Maybe some day people will be
famous for creating video games!


I think they already are! And for writing and drawing comics, too.

Posted by: Alexandra Ottaway at September 25, 2006 11:19 AM

Yesterday I took my 10-year-old to his cello class, where the young cellists played the pieces they have been working on. It was inspiring to be in a room full of parents and children (these are ordinary kids, not prodigies) who devote energy to learning music.
The pieces were beautiful, all European, all composed by dead people. In my own early training as a musician this was true, too: all of the music in lesson books was European, except for the occasional American folk song like "Red River Valley."

Music students and their teachers don't have time to think about this; they're busy learning to play. But I'm sure that the romantic ideas you're bringing up are part of the reason no one notices anything odd about the lesson repertoire. Young musicians get completely used to the idea that their music is not connected with anything local or current, and some of them become teachers who continue on in the same way. As you say, it can come to be seen as a good thing to be involved with something set apart from current reality.
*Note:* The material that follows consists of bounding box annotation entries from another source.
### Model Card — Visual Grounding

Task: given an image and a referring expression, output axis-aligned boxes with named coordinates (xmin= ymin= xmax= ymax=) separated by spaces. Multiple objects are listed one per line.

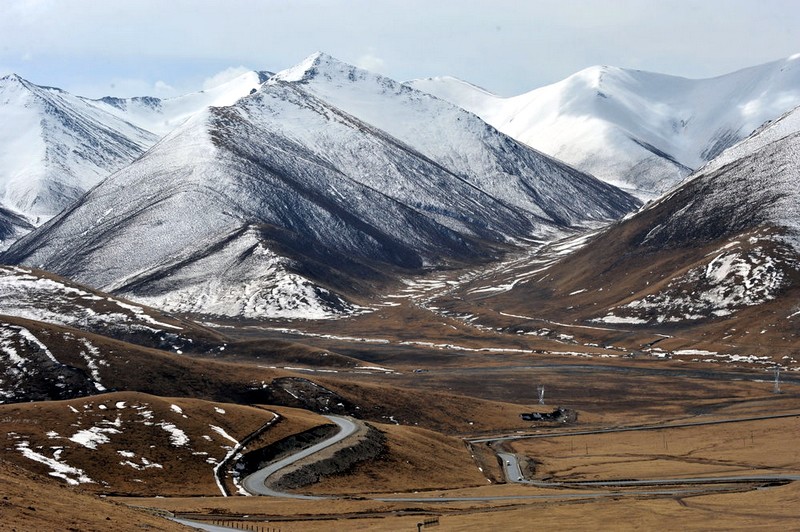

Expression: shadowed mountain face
xmin=4 ymin=55 xmax=637 ymax=317
xmin=476 ymin=110 xmax=800 ymax=330
xmin=0 ymin=75 xmax=157 ymax=219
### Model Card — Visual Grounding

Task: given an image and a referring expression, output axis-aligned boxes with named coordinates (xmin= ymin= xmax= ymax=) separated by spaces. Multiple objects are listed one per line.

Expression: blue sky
xmin=0 ymin=0 xmax=800 ymax=97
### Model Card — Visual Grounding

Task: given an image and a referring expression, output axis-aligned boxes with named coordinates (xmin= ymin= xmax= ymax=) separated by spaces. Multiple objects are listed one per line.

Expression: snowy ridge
xmin=3 ymin=55 xmax=636 ymax=318
xmin=0 ymin=74 xmax=156 ymax=220
xmin=580 ymin=110 xmax=800 ymax=324
xmin=86 ymin=71 xmax=270 ymax=136
xmin=268 ymin=53 xmax=636 ymax=225
xmin=408 ymin=56 xmax=800 ymax=198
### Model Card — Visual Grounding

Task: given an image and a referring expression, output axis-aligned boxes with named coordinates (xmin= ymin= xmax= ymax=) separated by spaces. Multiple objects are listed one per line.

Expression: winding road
xmin=236 ymin=413 xmax=800 ymax=502
xmin=242 ymin=416 xmax=358 ymax=500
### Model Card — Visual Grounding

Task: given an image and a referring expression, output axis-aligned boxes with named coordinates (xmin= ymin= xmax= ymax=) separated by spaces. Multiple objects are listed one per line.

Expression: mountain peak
xmin=0 ymin=73 xmax=31 ymax=89
xmin=271 ymin=52 xmax=372 ymax=83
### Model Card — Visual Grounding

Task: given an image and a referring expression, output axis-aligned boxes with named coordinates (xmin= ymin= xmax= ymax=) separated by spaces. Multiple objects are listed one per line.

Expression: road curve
xmin=467 ymin=412 xmax=800 ymax=443
xmin=242 ymin=416 xmax=358 ymax=500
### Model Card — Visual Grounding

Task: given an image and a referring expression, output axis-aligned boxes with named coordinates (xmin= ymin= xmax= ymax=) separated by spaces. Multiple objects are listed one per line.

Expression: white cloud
xmin=203 ymin=66 xmax=251 ymax=90
xmin=356 ymin=52 xmax=386 ymax=74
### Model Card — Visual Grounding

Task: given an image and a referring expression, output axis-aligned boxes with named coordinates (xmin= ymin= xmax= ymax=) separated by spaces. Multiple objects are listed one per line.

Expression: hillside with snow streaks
xmin=560 ymin=113 xmax=800 ymax=327
xmin=3 ymin=56 xmax=637 ymax=318
xmin=408 ymin=54 xmax=800 ymax=198
xmin=0 ymin=74 xmax=157 ymax=218
xmin=268 ymin=53 xmax=629 ymax=225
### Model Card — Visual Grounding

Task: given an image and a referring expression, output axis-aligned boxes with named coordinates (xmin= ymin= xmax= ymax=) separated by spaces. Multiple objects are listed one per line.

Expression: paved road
xmin=467 ymin=412 xmax=800 ymax=443
xmin=242 ymin=416 xmax=358 ymax=500
xmin=497 ymin=452 xmax=800 ymax=488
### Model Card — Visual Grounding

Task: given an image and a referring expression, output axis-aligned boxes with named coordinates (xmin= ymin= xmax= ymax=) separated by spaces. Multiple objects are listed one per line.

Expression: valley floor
xmin=0 ymin=230 xmax=800 ymax=532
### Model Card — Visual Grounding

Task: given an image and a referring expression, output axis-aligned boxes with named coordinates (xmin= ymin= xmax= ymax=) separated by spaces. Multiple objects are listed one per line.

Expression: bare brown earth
xmin=510 ymin=412 xmax=800 ymax=481
xmin=0 ymin=221 xmax=800 ymax=530
xmin=0 ymin=392 xmax=327 ymax=496
xmin=0 ymin=460 xmax=188 ymax=532
xmin=119 ymin=484 xmax=800 ymax=531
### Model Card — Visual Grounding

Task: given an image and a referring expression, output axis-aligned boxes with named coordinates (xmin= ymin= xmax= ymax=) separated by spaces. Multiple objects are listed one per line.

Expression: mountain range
xmin=408 ymin=54 xmax=800 ymax=200
xmin=0 ymin=53 xmax=800 ymax=324
xmin=4 ymin=54 xmax=637 ymax=317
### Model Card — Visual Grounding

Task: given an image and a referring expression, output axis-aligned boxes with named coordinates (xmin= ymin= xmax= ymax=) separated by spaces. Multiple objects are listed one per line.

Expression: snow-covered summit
xmin=3 ymin=54 xmax=637 ymax=317
xmin=0 ymin=74 xmax=156 ymax=220
xmin=266 ymin=52 xmax=636 ymax=225
xmin=409 ymin=56 xmax=800 ymax=197
xmin=88 ymin=70 xmax=271 ymax=136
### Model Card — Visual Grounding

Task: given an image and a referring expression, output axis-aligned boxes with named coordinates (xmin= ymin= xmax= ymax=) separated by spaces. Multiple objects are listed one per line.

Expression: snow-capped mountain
xmin=86 ymin=71 xmax=272 ymax=137
xmin=0 ymin=74 xmax=157 ymax=218
xmin=3 ymin=54 xmax=637 ymax=317
xmin=482 ymin=105 xmax=800 ymax=340
xmin=0 ymin=72 xmax=269 ymax=239
xmin=408 ymin=54 xmax=800 ymax=198
xmin=0 ymin=206 xmax=33 ymax=251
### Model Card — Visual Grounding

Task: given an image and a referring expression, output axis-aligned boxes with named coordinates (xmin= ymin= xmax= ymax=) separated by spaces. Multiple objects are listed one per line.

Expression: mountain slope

But things were different at CalArts, where as an undergraduate I was immersed in music written by composers who were right there (much of it reflecting jazz and rock and folk influences, and some of it still making a virtue of its own unpopularity) and lots of music from non-Western traditions (the faculty still includes Ghanaian, Indonesian, and Indian musicians). This variety completely blew my mind, and my understanding of what the word "music" includes has never been the same.

Claims that one style is more valuable than another no longer make sense to me, even though I happen to make most of my living playing canonical works by those dead European guys. I'm constantly surprised at the stodgy behavior of classical music organizations, and your book goes a long way toward explaining it.

Posted by: John Steinmetz at September 25, 2006 12:55 PM

Speaking of attitudes towards dead composers, Nigel Kennedy the violinist had some interesting things to say in today's Guardian about it, 'this country' being a reference to the UK (he has famously refused to perform with any London orchestras ever again):

You only have to spend a short time in Kennedy's company to realise that, for all his famed irreverence, he actually takes culture very seriously indeed. It's those who approach the arts in a falsely reverential fashion who are the real philistines, he claims. "The problem in this country is that we don't see classical music as part of our root culture. So we approach it in this ridiculously gentrified manner, and play the music in an uptight fashion completely alien to the blokes who wrote it. I mean, Beethoven and Mozart were two of the greatest geniuses who ever lived - but they also knew how to have a good time."

So it's the people in black tie and tails who are the real impostors? "Exactly. It's like pretending to be German and over 200 years old - you end up looking like a pillock."